Mas ao refletir sobre o assunto, me indago: Onde está a verdadeira razão, pois toda vez que ligo a TV para assistir a algum jornal, eu vejo nas manchetes, vendavais, enchentes, tornados, assaltos, prisões indevidas, mortes no transito e muito mais. Nesta semana, por exemplo, a empresa onde trabalho foi arrombada, mesmo com um moderno sistema de alarme, os delinqüentes tiveram pleno êxito no intento.

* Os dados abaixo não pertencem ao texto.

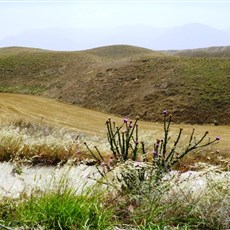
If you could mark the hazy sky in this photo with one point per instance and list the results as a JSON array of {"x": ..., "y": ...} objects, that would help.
[{"x": 20, "y": 16}]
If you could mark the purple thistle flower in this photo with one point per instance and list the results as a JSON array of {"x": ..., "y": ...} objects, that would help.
[
  {"x": 165, "y": 112},
  {"x": 125, "y": 120}
]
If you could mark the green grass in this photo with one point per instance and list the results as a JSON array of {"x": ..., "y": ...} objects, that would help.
[
  {"x": 124, "y": 80},
  {"x": 58, "y": 210},
  {"x": 168, "y": 205}
]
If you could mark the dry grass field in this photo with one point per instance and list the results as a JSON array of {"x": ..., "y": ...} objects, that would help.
[{"x": 37, "y": 109}]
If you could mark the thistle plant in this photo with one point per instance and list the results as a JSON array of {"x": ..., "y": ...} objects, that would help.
[
  {"x": 164, "y": 158},
  {"x": 124, "y": 140}
]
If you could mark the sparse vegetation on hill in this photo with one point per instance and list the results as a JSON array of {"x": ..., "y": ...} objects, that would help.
[{"x": 124, "y": 80}]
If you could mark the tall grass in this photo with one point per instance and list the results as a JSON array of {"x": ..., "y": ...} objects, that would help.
[{"x": 57, "y": 210}]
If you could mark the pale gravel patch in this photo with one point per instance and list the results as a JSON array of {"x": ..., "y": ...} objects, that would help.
[{"x": 41, "y": 179}]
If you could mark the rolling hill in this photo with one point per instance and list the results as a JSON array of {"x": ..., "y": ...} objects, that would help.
[{"x": 125, "y": 80}]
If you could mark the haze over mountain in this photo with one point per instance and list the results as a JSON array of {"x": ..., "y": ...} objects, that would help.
[{"x": 188, "y": 36}]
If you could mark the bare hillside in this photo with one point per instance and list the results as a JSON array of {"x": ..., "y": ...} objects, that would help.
[{"x": 124, "y": 80}]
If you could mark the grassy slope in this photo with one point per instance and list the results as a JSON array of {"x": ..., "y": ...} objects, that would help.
[
  {"x": 124, "y": 80},
  {"x": 33, "y": 108}
]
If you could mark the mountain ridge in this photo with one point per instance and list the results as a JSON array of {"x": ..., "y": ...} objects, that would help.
[{"x": 125, "y": 80}]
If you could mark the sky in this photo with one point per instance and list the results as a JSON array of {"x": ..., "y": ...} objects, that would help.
[{"x": 18, "y": 17}]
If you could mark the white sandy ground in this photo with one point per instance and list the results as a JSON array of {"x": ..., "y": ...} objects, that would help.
[
  {"x": 12, "y": 184},
  {"x": 30, "y": 179}
]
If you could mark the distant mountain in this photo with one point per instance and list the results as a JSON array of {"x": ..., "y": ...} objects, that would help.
[
  {"x": 126, "y": 80},
  {"x": 189, "y": 36}
]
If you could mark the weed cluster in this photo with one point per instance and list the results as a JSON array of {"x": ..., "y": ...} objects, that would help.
[{"x": 125, "y": 145}]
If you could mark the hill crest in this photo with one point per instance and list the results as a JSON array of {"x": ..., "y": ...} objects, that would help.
[{"x": 124, "y": 80}]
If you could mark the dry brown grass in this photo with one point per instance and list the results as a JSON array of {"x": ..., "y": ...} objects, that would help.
[
  {"x": 90, "y": 126},
  {"x": 124, "y": 80}
]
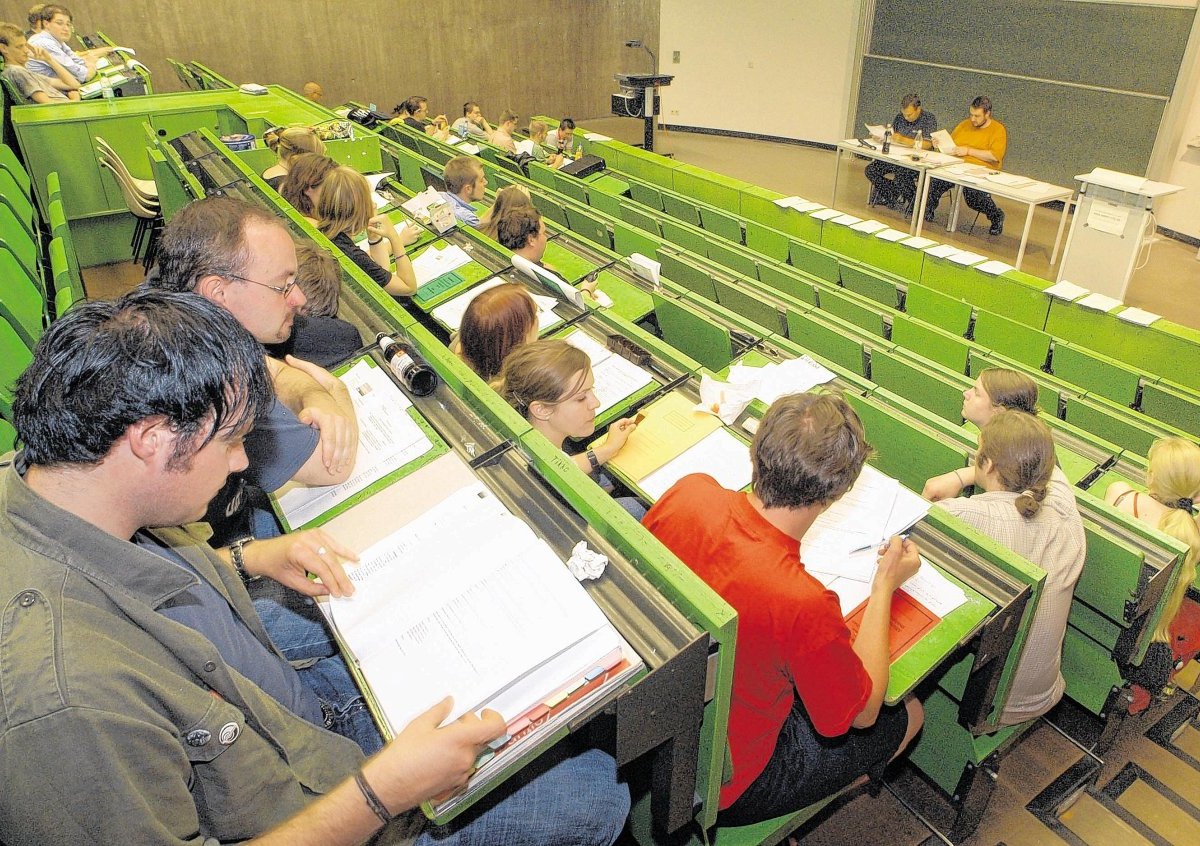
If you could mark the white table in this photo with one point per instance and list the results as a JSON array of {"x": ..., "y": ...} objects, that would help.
[
  {"x": 904, "y": 156},
  {"x": 1033, "y": 193}
]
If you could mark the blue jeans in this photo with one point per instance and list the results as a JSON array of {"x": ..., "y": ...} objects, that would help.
[
  {"x": 298, "y": 630},
  {"x": 563, "y": 798}
]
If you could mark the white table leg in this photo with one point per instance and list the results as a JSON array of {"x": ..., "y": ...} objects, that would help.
[
  {"x": 1025, "y": 235},
  {"x": 837, "y": 169},
  {"x": 1062, "y": 226}
]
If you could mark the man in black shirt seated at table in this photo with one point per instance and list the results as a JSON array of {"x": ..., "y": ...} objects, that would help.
[{"x": 903, "y": 184}]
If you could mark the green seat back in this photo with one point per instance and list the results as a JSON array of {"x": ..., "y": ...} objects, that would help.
[
  {"x": 815, "y": 262},
  {"x": 1008, "y": 337},
  {"x": 937, "y": 309},
  {"x": 826, "y": 339},
  {"x": 720, "y": 223},
  {"x": 635, "y": 216},
  {"x": 694, "y": 334},
  {"x": 852, "y": 310},
  {"x": 931, "y": 342}
]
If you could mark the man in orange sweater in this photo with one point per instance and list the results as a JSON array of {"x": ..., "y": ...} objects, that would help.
[{"x": 981, "y": 139}]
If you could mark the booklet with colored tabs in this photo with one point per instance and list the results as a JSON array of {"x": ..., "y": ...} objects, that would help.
[{"x": 466, "y": 600}]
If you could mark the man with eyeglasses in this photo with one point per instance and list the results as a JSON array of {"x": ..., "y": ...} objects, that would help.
[{"x": 55, "y": 33}]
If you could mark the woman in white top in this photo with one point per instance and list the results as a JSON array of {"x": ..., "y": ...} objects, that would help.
[{"x": 1029, "y": 505}]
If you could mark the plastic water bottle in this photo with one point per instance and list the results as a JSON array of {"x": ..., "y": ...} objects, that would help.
[{"x": 407, "y": 365}]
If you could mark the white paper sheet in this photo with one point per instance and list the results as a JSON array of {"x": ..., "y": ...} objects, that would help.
[
  {"x": 388, "y": 438},
  {"x": 1098, "y": 303},
  {"x": 718, "y": 454},
  {"x": 433, "y": 262},
  {"x": 1143, "y": 318},
  {"x": 994, "y": 268},
  {"x": 466, "y": 599},
  {"x": 1066, "y": 291}
]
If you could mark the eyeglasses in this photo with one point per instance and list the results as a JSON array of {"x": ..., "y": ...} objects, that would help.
[{"x": 282, "y": 292}]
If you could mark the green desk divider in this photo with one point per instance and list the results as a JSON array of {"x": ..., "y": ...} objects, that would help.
[
  {"x": 433, "y": 288},
  {"x": 550, "y": 209},
  {"x": 627, "y": 240},
  {"x": 1173, "y": 405},
  {"x": 789, "y": 282},
  {"x": 688, "y": 238},
  {"x": 720, "y": 223},
  {"x": 1109, "y": 421},
  {"x": 821, "y": 336},
  {"x": 771, "y": 243},
  {"x": 815, "y": 262},
  {"x": 1111, "y": 574},
  {"x": 900, "y": 375},
  {"x": 570, "y": 186},
  {"x": 931, "y": 342},
  {"x": 571, "y": 267},
  {"x": 693, "y": 334},
  {"x": 640, "y": 219},
  {"x": 936, "y": 309},
  {"x": 681, "y": 208},
  {"x": 1013, "y": 339},
  {"x": 588, "y": 226},
  {"x": 1095, "y": 372},
  {"x": 1163, "y": 348},
  {"x": 628, "y": 300},
  {"x": 606, "y": 203},
  {"x": 677, "y": 268},
  {"x": 852, "y": 310},
  {"x": 646, "y": 195},
  {"x": 731, "y": 257},
  {"x": 871, "y": 285},
  {"x": 609, "y": 184},
  {"x": 1089, "y": 670},
  {"x": 906, "y": 453},
  {"x": 1049, "y": 389},
  {"x": 750, "y": 306}
]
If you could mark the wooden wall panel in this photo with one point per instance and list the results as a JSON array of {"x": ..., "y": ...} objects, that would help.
[{"x": 555, "y": 57}]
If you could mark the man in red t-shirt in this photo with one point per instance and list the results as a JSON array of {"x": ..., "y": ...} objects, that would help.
[{"x": 808, "y": 714}]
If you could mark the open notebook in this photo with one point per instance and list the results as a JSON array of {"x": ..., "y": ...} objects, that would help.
[{"x": 466, "y": 600}]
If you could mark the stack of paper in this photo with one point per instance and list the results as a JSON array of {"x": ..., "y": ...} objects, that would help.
[
  {"x": 467, "y": 601},
  {"x": 389, "y": 438},
  {"x": 433, "y": 263},
  {"x": 616, "y": 377},
  {"x": 451, "y": 311},
  {"x": 673, "y": 441}
]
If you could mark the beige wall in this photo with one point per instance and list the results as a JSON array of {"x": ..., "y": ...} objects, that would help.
[{"x": 552, "y": 57}]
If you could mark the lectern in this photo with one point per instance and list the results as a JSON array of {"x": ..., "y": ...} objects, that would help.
[
  {"x": 640, "y": 99},
  {"x": 1111, "y": 222}
]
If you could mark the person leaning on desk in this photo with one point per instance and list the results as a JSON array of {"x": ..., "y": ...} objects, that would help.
[
  {"x": 981, "y": 139},
  {"x": 905, "y": 126}
]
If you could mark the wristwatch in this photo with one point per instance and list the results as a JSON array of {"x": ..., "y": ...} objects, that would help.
[{"x": 239, "y": 558}]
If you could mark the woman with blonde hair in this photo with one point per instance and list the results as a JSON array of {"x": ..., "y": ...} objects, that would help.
[
  {"x": 995, "y": 390},
  {"x": 346, "y": 209},
  {"x": 507, "y": 199},
  {"x": 287, "y": 144},
  {"x": 551, "y": 384},
  {"x": 497, "y": 322},
  {"x": 1029, "y": 505},
  {"x": 301, "y": 185},
  {"x": 1169, "y": 504}
]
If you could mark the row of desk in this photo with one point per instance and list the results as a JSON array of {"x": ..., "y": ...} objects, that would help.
[{"x": 561, "y": 496}]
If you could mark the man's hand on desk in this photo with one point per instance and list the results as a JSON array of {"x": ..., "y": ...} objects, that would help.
[
  {"x": 333, "y": 415},
  {"x": 427, "y": 762},
  {"x": 899, "y": 562},
  {"x": 288, "y": 559}
]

Sobram dúvidas em minha cabeça quando vejo que tudo o que me preocupava realmente acontece, e bem próximo de nós, danos e destruição por toda a parte, cidades inteiras inundadas ou destruídas por vendavais gente desabrigada, e até mortos por estes eventos climáticos, a assustadora banalização da violência, além da inabilidade e ineficácia da segurança pública. Vejo que estas coisas não eram apenas frutos do meu desequilíbrio mental, e me pergunto: Onde está a insanidade? Será que na preocupação

com tudo o que realmente ocorre bem na frente do nosso nariz, ou será insano ver tudo isso, achar normal e tocar a vida pra frente bem feliz, como se o mundo e o homem estivessem em perfeita harmonia e equilíbrio?

Seria utópico querer que nossa existência fosse de total harmonia, mas tudo está muito longe disso. Noto que cada vez mais as pessoas precisam tratar-se com estas drogas lícitas para conseguir o equilíbrio químico do cérebro e ter um pouco de “qualidade de vida”, será que esta é uma das formas de evolução da sociedade moderna, onde precisamos “nos drogar” para alcançar a felicidade?

Mesmo sem saber responder a maioria destas perguntas, hoje eu acredito que Deus dotou o homem de inteligência para que possamos também encontrar a cura dos nossos males, ou pelo menos amenizá-los.

Só agora entendo porque pessoas aparentemente normais, muitas vezes mergulham nas trevas do desespero e põe fim a própria vida. Agradeço a esta Energia maior que rege a orquestra da vida, por eu ter consciência da minha debilidade, pois só assim pude procurar os recursos necessários para poder tocar a vida em frente e sentir prazer ao acordar pela manhã sabendo que mesmo depois da tormenta haverá dias de sol para desfrutarmos com nossos entes queridos.